Between circles, lines crossed
like swallows skimming fields;
their ends split up and curved
away, entwined again, were spun
towards the firmament
by figures of saints and animals
In gold and dragonfly viridian. (59-60)
[The monk admits the task is beyond him. The angel tells the monk to pray to Brigid and returns the next night.]
Gerald
‘…on the following night the angel came again and held before him the same and many other drawings.’ (85)
Harpur.
Next night the angel came again
With other tablets filigreed
As if with webs picked off the grass (60)
In both examples Harpur’s skill as a poet Is evident. He’s following Gerald closely but turning the prose into poetry and making it his own. Some of the exuberance of the book is captured in his language. 
But both similes, ‘like swallows skimming fields and ‘As if with webs picked off the grass’ are not only effective in isolation as images but have a structural purpose so that taken together they contribute to the movement of the story. 
Before his spiritual eyes have been opened the lines look like ‘Swallows skimming the grass’…a blur of random movement, swift and graceful, but hard to follow and confused. If you don’t pay attention and glance at the Book of Kells or one of the carpet pages in the Lindisfarne gospel, that’s what you see. 
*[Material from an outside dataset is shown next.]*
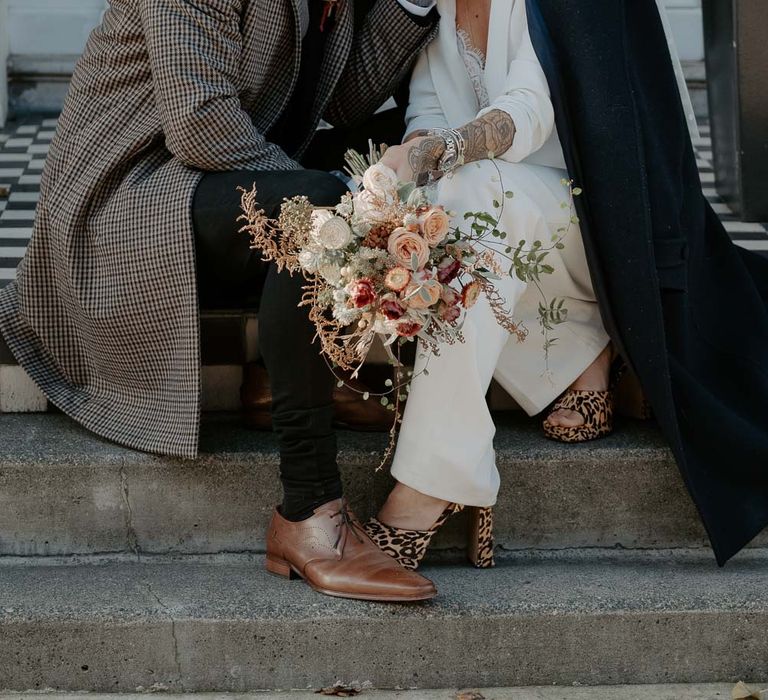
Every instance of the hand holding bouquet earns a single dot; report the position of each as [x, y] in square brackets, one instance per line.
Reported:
[385, 262]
When his ‘bodily and mental eyes’ (Gerald 85) have been opened, he sees the delicate patterns as ‘webs picked off the grass’.  
 Whet he now sees, rather than the chaotic movement of birds, is the delicate organized patterns of a spider’s web. Paying attention, he sees patterns rather than chaos. The difference in the images mark the development of his understanding. 
But what he draws, no matter how well he draws it, is heavier, thicker, less delicate. Whatever the intricacy of Kells reminds you of, it’s unlikely to be spider webs picked off the grass on a dewy autumn morning, unless you’ve read this first. 
The image suggests the way that things imagined are often diminished when made real and the way spiritual experience is inevitably transformed when it’s expressed in any human sign system. 
Good similes are hard to make. Similes that are not only good as images but structural components of a development in narrative and argument are priceless.